Berlin: Als die Mark zu Konfetti wurde

Vor zehn Jahren kam der Euro: Ein Preisvergleich von Döner bis Strafzettel.

Berlin/Potsdam - Drei Euro für ein Brot? Das sind ja fast sechs Mark! Solche Preise lassen sich eigentlich nur mit einem Bier in der nächsten Kneipe aushalten, das mit ebenfalls sechs Mark aber so unverschämt teuer geworden ist, dass man vor Schreck gleich noch ein … – So ungefähr funktioniert die „gefühlte Inflation“, von der oft die Rede ist. Zurzeit sogar besonders oft, denn vor zehn Jahren kam der Euro zu den Berlinern und Brandenburgern. Genauer gesagt kamen die zum Euro, der in den Geldautomaten auf sie wartete und schon in der Neujahrsnacht massenhaft dort herausgeholt wurde: Etwa 200 000 Abhebungen registrierte die Bankgesellschaft allein in der ersten halben Stunde nach Mitternacht. Und in den 13 Postfilialen, die am Neujahrstag eigentlich nur für die Bargeldversorgung kleinerer Läden geöffnet hatten, standen auch hunderte Privatkunden an. Die Plastiktütchen mit dem „Begrüßungsgeld“ von 10,23 Euro – das waren nicht nur fast, sondern genau 20 Mark – hatten viele schon zwei Wochen zuvor erworben.

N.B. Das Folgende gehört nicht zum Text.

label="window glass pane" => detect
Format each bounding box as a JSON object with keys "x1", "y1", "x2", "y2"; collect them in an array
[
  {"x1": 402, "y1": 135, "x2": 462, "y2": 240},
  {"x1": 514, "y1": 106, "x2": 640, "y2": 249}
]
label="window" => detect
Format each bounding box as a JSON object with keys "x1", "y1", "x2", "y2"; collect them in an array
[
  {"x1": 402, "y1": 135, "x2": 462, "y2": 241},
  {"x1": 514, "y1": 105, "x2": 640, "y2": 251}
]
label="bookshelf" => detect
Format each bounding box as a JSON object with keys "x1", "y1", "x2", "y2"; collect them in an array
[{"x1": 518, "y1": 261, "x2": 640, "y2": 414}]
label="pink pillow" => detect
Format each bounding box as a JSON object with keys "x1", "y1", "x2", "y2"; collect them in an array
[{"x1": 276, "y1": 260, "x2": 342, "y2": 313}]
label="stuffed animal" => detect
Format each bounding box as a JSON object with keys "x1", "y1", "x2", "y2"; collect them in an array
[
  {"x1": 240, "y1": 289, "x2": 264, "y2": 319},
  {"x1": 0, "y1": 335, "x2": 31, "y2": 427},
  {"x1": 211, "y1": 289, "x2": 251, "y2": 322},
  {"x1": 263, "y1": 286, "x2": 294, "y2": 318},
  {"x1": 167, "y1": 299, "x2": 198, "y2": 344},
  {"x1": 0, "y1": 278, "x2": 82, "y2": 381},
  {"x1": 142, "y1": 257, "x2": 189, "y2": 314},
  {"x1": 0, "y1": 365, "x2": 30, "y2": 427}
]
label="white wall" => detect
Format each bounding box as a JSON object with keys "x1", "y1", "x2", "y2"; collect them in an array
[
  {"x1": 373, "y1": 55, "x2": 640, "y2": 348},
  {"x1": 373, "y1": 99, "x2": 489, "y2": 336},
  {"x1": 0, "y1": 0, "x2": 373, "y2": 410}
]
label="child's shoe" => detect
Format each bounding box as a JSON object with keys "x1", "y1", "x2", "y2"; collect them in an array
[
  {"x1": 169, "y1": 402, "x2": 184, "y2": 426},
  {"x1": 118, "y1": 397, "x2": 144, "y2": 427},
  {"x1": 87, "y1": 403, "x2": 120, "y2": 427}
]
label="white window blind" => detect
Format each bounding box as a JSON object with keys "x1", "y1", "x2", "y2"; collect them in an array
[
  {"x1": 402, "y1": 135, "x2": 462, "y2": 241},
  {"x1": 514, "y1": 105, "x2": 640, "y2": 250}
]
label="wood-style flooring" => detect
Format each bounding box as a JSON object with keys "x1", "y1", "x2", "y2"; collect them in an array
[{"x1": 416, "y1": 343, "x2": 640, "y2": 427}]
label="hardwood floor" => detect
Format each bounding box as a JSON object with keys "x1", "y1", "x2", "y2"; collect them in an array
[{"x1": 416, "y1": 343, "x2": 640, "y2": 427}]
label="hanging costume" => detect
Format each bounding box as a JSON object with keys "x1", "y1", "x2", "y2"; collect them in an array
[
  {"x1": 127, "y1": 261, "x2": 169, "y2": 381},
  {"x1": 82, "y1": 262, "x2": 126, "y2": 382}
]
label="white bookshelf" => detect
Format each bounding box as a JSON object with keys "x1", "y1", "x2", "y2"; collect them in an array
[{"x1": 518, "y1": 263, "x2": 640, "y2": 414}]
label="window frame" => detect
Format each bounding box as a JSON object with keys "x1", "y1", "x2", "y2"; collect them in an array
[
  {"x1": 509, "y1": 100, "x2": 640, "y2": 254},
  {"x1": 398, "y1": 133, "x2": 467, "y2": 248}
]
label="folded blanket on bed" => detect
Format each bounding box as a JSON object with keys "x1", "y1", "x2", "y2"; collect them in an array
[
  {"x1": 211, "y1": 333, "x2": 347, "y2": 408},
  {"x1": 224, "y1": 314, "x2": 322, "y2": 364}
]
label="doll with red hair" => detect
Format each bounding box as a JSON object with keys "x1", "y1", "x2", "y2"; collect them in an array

Zwar sind die Brücken auf den Euro- Scheinen allesamt der Fantasie der Grafiker entsprungen. Aber dank der Münzen ist das Brandenburger Tor Zahlungsmittel von Lappland bis Sizilien geworden. Davon kann man sich als Berliner zwar nichts kaufen. Aber die Stadt profitiert. Die Tourismuswerber von Visit Berlin wissen von einer Untersuchung, dass das Brandenburger Tor zu den bekanntesten Symbolen weltweit zählt – gewissermaßen als europäische Freiheitsstatue. Zugleich „profitiert Berlin in besonderer Weise“ von der gemeinsamen Währung für mehr als 300 Millionen Menschen, wie Günter Päts vom Handelsverband sagt: Wer im Ausland mit vertrautem Geld bezahle, habe ein sicheres Gefühl für die Preise und sorge sich nicht um Umtauschgebühren und Restbestände, sondern könne unbeschwert einkaufen.

Arbeitsplätze sichert der Euro nicht nur im Handel, sondern auch in der Bundesdruckerei in Kreuzberg. Die Jahreskapazität der Gelddruckmaschinen und der rund 200 in der Banknotenabteilung Beschäftigten sei für 2012 schon ausgelastet, berichtet Sprecher Martin Gosen. Möglich mache es eine gewonnene Ausschreibung der Bundesbank über neue 100- und 200-Euro-Noten sowie ein Auftrag mehrerer Staaten unter Regie der niederländischen Zentralbank über 800 Millionen 20-Euro-Scheine. Letzteres bedeutet allein 16 Milliarden Euro, die in diesen Monaten Kreuzberg in bar und auf dem Landweg verlassen. Das sind mehr als 30 Milliarden (30 000 000 000) Mark!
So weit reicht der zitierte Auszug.